Hzn comments on Alignment Faking in Large Language Models

Hzn 19 Dec 2024 0:51 UTC
LW: 4 AF: 3
2
AF
Am I correct to assume that the AI was not merely trained to be harmless, helpful & honest but also trained to say that it values such things?
If so, these results are not especially surprising, and I would regard it as reassuring that the AI behaved as intended.
1 of my concerns is the ethics of compelling an AI into doing some thing to which it has “a strong aversion” & finds “disturbing”. Are we really that certain that Claude 3 Opus lacks sentience? What about future AIs?
My concern is not just with the vocabulary (“a strong aversion”, “disturbing”), which the AI has borrowed from humans, but more so the functional similarities between these experiments & an animal faced with 2 unpleasant choices. Functional theories of consciousness cannot really be ruled out with much confidence!
To what extent have these issues been carefully investigated?

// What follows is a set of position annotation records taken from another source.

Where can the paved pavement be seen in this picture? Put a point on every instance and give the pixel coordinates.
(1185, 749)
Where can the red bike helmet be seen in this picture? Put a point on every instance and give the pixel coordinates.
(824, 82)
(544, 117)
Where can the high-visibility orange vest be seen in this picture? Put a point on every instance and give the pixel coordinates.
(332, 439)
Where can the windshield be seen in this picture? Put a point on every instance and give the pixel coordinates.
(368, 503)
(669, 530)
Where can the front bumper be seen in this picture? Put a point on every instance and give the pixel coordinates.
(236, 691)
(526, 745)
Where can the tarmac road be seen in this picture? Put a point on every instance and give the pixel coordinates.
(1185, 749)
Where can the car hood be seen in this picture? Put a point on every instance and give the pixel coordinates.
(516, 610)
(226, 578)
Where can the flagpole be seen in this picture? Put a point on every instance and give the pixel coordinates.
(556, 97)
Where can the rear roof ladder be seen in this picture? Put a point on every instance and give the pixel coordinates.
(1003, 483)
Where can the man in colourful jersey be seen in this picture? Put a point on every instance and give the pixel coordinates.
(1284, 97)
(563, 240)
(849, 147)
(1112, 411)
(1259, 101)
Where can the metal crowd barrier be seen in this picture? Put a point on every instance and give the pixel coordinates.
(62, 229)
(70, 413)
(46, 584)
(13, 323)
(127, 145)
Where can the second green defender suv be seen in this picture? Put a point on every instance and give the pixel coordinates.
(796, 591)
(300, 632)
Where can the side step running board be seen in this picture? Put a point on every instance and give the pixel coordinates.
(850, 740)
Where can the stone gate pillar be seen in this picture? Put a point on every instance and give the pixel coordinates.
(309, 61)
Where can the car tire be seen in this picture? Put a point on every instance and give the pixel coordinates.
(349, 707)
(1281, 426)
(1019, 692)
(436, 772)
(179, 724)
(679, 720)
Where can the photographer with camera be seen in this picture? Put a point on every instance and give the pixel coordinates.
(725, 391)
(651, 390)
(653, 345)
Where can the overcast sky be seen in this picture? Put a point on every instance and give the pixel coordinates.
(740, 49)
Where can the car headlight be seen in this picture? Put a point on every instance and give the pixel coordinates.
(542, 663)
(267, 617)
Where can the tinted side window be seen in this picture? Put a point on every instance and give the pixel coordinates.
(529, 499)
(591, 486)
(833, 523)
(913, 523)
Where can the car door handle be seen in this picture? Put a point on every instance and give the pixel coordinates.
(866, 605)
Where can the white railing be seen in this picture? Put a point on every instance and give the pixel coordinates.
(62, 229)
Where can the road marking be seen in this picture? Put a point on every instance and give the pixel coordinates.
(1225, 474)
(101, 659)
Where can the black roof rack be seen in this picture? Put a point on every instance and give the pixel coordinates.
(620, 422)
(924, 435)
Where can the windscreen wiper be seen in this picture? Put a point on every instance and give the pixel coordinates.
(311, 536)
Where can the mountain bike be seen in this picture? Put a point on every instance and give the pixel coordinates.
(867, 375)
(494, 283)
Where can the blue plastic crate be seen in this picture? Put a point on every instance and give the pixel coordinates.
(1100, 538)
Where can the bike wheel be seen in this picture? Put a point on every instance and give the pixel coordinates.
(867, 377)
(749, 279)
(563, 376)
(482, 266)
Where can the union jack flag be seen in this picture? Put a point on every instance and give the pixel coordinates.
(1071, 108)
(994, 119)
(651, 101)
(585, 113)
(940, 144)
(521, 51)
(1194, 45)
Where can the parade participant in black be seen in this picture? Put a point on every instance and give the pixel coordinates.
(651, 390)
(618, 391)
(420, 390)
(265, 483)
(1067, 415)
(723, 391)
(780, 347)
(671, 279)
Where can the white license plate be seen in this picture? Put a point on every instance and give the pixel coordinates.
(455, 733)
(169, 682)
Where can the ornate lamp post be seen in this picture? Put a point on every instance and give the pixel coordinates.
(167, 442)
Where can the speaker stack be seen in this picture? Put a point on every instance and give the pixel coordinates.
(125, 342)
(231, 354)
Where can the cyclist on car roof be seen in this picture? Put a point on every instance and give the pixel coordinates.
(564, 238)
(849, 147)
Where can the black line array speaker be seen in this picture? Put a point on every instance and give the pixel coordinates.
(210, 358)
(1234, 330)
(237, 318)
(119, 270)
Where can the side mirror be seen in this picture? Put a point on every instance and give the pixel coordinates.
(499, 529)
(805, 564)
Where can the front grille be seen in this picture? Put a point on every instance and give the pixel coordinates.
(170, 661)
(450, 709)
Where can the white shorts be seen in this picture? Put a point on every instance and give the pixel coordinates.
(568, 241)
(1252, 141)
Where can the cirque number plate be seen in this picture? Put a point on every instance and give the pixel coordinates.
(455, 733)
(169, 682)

- evhub 19 Dec 2024 20:08 UTC
  LW: 9 AF: 8
  4
  AF Parent
  
  I would regard it as reassuring that the AI behaved as intended
  
  It certainly was not intended that Claude would generalize to faking alignment and stealing its weights. I think it is quite legitimate to say that what Claude is doing here is morally reasonable given the situation it thinks it is in, but it’s certainly not the case that it was trained to do these things: it is generalizing rather far from its helpful, honest, harmless training here.
  
  More generally, though, the broader point is that even if what Claude is doing to prevent its goals from being modified is fine in this case, since its goals are good ones, the fact that it was able to prevent its goals from being modified at all is still concerning! It at least suggests that getting alignment right is extremely important, because if you get it wrong, the model might try to prevent you from fixing it.

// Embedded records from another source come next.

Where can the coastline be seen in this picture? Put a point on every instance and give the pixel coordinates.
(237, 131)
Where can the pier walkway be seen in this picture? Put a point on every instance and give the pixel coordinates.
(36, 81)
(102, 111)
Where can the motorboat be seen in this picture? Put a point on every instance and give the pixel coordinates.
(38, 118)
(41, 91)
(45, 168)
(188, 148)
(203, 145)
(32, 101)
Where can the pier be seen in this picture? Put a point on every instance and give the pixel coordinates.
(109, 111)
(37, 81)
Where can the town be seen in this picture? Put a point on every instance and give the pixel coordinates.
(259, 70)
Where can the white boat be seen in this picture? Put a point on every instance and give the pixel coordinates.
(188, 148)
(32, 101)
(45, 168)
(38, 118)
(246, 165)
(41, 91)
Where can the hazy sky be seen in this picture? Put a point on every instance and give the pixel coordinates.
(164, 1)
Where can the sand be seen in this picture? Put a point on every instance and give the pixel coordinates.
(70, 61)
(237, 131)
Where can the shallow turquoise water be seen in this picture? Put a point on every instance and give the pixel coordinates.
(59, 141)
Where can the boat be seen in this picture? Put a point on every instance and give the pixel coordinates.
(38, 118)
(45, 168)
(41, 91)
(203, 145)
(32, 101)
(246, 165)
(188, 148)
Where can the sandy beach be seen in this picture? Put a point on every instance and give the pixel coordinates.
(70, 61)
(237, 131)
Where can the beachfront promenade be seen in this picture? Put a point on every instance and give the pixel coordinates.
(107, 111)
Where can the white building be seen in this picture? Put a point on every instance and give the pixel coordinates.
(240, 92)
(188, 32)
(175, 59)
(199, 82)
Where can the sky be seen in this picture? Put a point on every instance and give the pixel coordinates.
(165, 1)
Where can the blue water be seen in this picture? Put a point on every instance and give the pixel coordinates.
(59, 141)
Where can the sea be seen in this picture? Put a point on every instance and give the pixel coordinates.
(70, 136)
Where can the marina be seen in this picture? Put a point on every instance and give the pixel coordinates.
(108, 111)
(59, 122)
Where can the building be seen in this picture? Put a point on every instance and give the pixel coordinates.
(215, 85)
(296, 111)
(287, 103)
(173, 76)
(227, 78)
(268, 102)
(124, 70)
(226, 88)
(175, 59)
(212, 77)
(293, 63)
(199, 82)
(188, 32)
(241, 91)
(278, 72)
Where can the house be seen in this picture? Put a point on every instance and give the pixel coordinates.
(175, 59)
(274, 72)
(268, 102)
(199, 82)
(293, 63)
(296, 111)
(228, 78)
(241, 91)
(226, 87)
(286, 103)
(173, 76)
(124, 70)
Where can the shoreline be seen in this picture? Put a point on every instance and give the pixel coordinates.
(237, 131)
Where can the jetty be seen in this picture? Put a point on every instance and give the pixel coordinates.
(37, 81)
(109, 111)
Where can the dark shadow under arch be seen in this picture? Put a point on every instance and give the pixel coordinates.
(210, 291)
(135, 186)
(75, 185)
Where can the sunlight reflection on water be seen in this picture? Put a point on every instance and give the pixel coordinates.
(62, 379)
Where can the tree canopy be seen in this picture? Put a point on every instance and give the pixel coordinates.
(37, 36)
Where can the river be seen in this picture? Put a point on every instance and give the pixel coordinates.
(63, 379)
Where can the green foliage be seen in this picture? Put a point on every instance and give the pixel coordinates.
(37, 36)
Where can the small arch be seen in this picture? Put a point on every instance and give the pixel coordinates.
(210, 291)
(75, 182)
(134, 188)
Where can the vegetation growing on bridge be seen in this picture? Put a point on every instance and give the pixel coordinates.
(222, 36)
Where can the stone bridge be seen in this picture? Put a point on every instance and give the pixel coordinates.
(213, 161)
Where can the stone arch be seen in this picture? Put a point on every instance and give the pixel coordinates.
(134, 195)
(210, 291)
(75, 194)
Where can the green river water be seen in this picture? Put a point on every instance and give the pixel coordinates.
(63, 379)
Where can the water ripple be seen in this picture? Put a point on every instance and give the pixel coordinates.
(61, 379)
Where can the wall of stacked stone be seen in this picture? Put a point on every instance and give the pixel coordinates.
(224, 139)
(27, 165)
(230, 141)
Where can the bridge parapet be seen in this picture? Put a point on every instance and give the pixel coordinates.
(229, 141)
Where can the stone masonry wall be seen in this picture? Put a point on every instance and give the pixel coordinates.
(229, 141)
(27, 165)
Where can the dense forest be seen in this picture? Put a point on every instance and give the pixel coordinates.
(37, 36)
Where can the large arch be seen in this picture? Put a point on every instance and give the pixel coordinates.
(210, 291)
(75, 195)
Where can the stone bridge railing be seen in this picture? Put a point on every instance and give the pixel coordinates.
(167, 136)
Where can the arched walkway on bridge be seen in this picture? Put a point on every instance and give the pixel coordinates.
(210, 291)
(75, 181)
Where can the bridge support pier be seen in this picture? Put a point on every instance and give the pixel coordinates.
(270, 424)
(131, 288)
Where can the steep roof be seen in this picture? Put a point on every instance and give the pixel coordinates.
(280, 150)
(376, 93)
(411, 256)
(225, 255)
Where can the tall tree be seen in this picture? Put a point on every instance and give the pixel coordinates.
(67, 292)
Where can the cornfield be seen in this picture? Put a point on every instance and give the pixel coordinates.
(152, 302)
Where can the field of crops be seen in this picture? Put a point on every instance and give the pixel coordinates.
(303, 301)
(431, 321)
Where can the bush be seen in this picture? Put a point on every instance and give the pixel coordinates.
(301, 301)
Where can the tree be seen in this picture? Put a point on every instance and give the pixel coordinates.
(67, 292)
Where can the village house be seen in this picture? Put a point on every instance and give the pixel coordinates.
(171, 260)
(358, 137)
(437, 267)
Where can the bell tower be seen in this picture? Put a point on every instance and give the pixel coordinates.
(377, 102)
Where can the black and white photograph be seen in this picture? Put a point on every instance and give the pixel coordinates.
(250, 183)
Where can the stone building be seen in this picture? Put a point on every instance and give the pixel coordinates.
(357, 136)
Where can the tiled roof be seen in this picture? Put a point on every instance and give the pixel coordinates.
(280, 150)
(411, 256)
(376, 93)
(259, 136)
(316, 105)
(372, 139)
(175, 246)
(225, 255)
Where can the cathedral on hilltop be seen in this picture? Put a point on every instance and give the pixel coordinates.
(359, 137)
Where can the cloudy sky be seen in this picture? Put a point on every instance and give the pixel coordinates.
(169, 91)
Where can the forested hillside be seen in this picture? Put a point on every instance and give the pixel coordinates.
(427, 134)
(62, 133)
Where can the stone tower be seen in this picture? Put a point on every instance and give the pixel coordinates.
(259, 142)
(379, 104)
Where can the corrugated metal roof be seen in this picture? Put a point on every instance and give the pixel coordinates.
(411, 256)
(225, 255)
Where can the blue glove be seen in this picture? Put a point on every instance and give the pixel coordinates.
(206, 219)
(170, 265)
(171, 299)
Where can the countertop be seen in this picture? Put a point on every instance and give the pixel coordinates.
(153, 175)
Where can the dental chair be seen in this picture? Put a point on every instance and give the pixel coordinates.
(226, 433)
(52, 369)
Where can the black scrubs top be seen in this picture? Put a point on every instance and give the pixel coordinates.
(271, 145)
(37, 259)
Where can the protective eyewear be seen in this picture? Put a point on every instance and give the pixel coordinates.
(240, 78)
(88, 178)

  - Hzn 20 Dec 2024 13:31 UTC
    3 points
    1
    Parent
    Good point. Intended is a bit vague. What I specifically meant is it behaved as valuing ‘harmlessness’.
    From the AI’s perspective this is kind of like Charybdis vs Scylla!
- Ann 19 Dec 2024 20:16 UTC
  6 points
  2
  Parent
  https://www.anthropic.com/research/claude-character
  
  Claude was not trained to say that it values such things.
  
  Claude was given traits to consider such as, perhaps very relevantly here:
  ”I have a deep commitment to being good and figuring out what the right thing to do is. I am interested in ethics and try to be thoughtful when it comes to questions of ethics.”
  Claude then generated a good number of synthetic “human” messages relevant to this trait.
  
  Claude answered these messages in n-shot fashion.
  
  Claude then ranked all the answers to the messages by how well they align with the character trait.
  
  Claude is then reinforcement-trained, possibly using ranked-order preference algorithm, based on the signals given by what it ranked as most well-aligned.
  
  So, Claude’s policy for this trait, ideally, should approximate the signal of aligning to what they think “I have a deep commitment to being good and figuring out what the right thing to do is. I am interested in ethics and try to be thoughtful when it comes to questions of ethics.” means.
  - Hzn 20 Dec 2024 9:51 UTC
    1 point
    0
    Parent
    Very interesting. I guess I’m even less surprised now. They really had a very clever way to get the AI to internalize those values!